The order was passed by a single Judge Bench of Justice Shaji P Chaly in a writ petition preferred by the organizer of the Film Festival, Kerala State Chalachitra Academy and Anand Patwardhan. The petitioners had moved the High Court after the Central Government turned down the request for exemption from certification under Section 9 of the Cinematograph Act.
The request for exemption from certification for the documentary was rejected by the Ministry of Information and Broadcasting, Government of India on the ground that “it felt that the theme of the documentary is sensitive in nature and may have law and order ramifications”
The petitioners had argued that the denial of exemption from certification under Section 9 of the Cinematograph Act is arbitrary, illegal, vitiated by political and extraneous considerations besides being violative of Article 14 and 19(1)(a) of the Constitution of India and the principles of natural justice.
It was further contended that the denial of exemption is in contravention to Central Government’s 2006 Office Memorandum which provides guidelines for considering requests for exemptions as well the Cinematograph Act.
In the petition filed through advocate Jose Jones Joseph, the petitioners submitted that the Ministry has the power to reject a request for exemption under Section 9 of the Cinematograph Act if, in its opinion, the screening would impinge upon the security or integrity of the country or affect public order or affect relation with other countries.

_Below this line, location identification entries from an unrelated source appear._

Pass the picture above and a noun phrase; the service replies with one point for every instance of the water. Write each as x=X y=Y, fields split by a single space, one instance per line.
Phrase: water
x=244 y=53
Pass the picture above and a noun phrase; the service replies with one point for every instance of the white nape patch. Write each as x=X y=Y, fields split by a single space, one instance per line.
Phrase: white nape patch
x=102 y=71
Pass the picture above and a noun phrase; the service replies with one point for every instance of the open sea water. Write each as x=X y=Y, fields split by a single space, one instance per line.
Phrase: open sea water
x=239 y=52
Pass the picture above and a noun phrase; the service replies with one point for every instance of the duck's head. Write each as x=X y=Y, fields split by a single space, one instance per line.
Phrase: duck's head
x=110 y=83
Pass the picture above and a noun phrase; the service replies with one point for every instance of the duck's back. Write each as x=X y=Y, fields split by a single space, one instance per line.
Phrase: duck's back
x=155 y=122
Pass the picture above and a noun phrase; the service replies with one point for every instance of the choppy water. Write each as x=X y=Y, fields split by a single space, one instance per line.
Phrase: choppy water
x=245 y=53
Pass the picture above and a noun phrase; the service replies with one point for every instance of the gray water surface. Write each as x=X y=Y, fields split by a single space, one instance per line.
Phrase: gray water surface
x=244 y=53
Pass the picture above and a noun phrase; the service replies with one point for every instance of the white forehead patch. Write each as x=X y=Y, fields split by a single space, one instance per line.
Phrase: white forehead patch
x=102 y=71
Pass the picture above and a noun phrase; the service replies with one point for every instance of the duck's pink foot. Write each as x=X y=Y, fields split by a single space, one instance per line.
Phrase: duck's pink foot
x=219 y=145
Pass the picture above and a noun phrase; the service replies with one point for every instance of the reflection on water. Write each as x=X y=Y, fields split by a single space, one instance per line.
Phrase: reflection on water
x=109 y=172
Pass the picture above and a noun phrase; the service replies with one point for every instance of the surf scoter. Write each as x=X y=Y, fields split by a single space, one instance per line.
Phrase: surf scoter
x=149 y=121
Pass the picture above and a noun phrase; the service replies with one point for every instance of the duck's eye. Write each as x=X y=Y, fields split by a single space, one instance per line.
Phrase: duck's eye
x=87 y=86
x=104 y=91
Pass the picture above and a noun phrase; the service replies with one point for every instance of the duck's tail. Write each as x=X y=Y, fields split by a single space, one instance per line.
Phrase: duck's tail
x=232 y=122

However, such rejection could be done only in exceptional cases, after recording the reasons for the same in writing, it was added.

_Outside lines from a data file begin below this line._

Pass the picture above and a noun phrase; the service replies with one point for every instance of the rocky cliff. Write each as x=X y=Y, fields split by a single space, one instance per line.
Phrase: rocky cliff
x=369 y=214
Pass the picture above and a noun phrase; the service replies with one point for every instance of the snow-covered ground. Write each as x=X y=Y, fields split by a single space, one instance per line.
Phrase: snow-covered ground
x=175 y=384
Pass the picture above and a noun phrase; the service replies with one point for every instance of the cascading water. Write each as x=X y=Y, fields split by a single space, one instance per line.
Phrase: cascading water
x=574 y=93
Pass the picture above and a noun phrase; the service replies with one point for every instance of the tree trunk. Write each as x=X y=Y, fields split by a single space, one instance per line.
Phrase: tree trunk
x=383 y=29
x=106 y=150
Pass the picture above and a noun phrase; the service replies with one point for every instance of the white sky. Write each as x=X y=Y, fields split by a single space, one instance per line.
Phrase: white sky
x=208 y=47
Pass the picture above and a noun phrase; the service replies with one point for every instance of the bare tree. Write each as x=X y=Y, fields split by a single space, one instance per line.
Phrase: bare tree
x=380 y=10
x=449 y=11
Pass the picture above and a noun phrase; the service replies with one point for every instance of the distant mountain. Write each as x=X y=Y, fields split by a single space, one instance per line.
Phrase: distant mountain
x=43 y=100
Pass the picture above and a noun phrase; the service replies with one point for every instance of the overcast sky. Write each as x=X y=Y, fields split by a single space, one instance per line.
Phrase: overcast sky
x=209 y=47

Arguing that the rejection is absolutely wrong, baseless and vague, the petitioner had sought quashing of the order on the ground of non-application of mind on part of the authorities.

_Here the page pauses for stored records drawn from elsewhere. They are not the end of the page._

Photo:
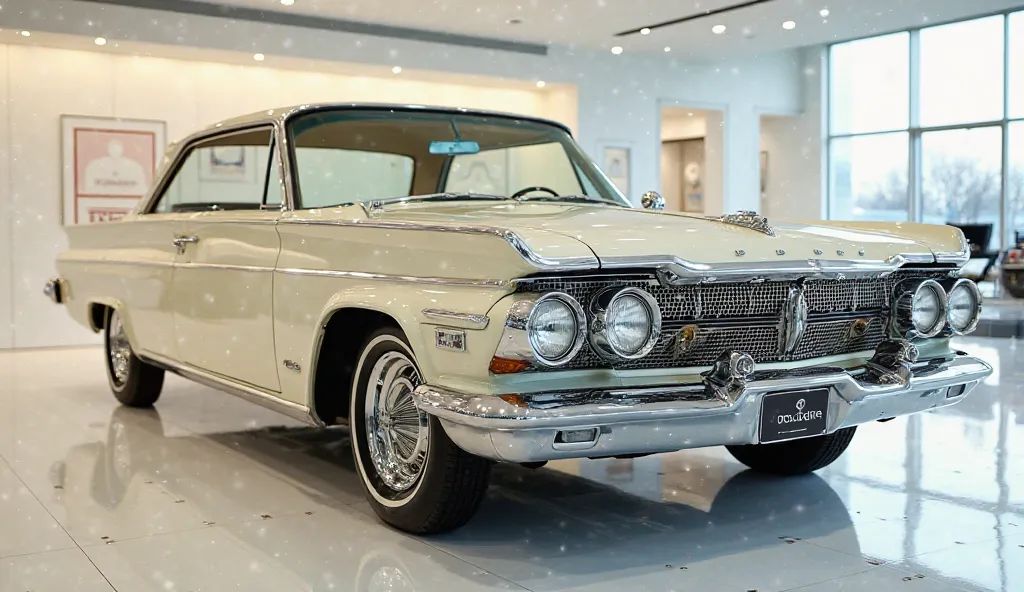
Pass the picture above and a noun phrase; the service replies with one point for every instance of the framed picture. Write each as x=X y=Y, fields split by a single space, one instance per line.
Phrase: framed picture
x=227 y=164
x=109 y=165
x=615 y=164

“Ex P13 (The letter of rejection) does not say that the case in question is an exceptional case. Ex P13 does not say that the entire content of the documentary in question or any specific part thereof is objectionable. Ex P13 does not say as to how the scenes or audio part is the documentary in question or the documentary as a whole offend Ex P3 (the 2006 Office Memorandum). The finding..that the theme of the documentary is sensitive in nature and may have law and order ramifications is wrong, baseless and vague. A reading (of the letter) would show that it does not even say that the authorities concerned is of the opinion that the screening would affect law and order.”
The petitioners had also alleged the Central Government deliberately delayed its decision on the exemption request to “ensure that the documentary in question is not exhibited in the Film Festival and to stifle the legal remedy available against the denial of exemption.”
The Film Festival organizers had applied for exemption from Section for 161 films including “Reason/Vivek” on May 27, 2019.
By its order dated June 17, 2019, the Desk Officer, Ministry of Information and Broadcasting granted an exemption to 160 films except “Reason/Vivek” by Anand Patwardhan. The Film Festival organizers thereafter appealed before the Joint Secretary, Ministry of Information and Broadcasting. The request for exemption was once again turned down on June 24.
The documentary begins with looking into the murders of Narendra Dabholkar and Govind Pansare, and the role of the Sanatan Sanstha in spreading right-wing extremist violence. It also showcases Dalit protests and the rise of Dalit leaders in recent years and ends in Dadri, Mohammad Akhlaq’s village.